A question that stems from our findings involves the role of odours in attracting insects from the surrounding environment. We expected that larger carrion resources would produce greater quantities of odour, although this has not been tested. A result of this might be that larger volumes of odours reach further across the landscape and attract greater numbers of insects. We did not find more beetles at mass mortality sites, although it remains unclear how flies responded. Another role for odours comes from research on volatiles and burying beetles (Coleoptera: Silphidae) which found that beetles might be picky in terms of fresh or deeply decomposed carrion (Trumbo and Steiger 2020). A volatile cue can indicate if a resource is likely too large, too maggot-infested, or too damaged for use by a burying beetle and can operate as a repellent, saving the beetle the energy expense of looking for an unusable resource. Further research is needed to investigate how odour might mediate scavenger attraction and decay rates, or potentially be a deterrent for some species, and how carrion quantity could shape this relationship.

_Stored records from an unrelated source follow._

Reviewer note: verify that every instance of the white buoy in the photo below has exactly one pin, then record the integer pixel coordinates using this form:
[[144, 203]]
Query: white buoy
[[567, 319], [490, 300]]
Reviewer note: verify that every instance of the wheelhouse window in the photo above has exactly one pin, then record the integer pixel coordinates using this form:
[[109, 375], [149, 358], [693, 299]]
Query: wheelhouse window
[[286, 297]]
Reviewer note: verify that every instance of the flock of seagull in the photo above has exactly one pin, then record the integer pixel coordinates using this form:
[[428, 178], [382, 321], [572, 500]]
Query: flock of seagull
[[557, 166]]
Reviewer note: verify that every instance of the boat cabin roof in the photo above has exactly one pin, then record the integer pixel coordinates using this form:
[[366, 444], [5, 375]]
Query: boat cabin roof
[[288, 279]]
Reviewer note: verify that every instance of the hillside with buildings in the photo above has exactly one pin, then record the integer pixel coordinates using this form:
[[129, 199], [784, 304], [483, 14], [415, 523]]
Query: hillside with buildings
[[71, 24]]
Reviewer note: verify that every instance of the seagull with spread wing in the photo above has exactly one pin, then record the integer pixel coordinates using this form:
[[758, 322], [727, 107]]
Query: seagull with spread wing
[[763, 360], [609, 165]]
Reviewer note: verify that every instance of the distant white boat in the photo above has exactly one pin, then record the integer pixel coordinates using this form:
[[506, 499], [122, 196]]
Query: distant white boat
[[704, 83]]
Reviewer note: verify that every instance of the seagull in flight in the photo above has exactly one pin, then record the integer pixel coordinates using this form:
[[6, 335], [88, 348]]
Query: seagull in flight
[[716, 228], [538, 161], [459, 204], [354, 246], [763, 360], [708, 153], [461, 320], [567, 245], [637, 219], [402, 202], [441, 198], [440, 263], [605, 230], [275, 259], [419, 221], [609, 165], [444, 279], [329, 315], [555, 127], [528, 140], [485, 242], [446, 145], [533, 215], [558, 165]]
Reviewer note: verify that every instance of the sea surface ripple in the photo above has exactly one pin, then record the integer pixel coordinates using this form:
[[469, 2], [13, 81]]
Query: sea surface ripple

Conclusion and implications

Carrion contributes to landscape heterogeneity and creates a specialist habitat for a number of insects and other scavenger species that enhances landscape biodiversity and drives localised nutrient recycling (Carter et al. 2007; Barton et al. 2013a). Our study found that beetle abundance and species richness was greater at single carcass than at mass mortality sites, and much higher than at controls. Beetle abundance also peaked during active decay, indicating a 2–3 week window of intense insect activity at carcasses. Such findings should be taken into consideration when planning large scale culling programs or responding to mass mortalities resulting from natural disasters. There is a flow-on effect of carrion and intensified culling practices that create animal mass mortality events that scavenging communities may not be adapted too. Understanding how ecological interactions react to an increase of carrion biomass will be critical to comprehending and responding to those consequences (Baruzzi et al. 2018). And as such, how we response or react to mass mortality events can be tailored in areas of environmental significance. If the influx of carrion is human induced, such as the result of a large-scale culling program, such regimes should be planned and timed to reduce environmental impact. Culling programs should be tailored in a way that does not see a large concentration of carcasses in one area, and to mitigate possible carcass pileups, smaller, more frequent culls might be needed. Our data suggests that carcasses might be best colonised by insects if distributed singly. This will focus their densities in a smaller area and potentially remove the carrion more rapidly. Although further research and replication is needed, this study has helped begin addressing some key knowledge gaps outlined by Tomberlin et al. (2017), such as how do mass mortality events affect decomposers and if decomposer communities can functionally respond to the scale of mass mortality events. Further experimental research focusing on yet larger mass mortalities is needed to address this latter question.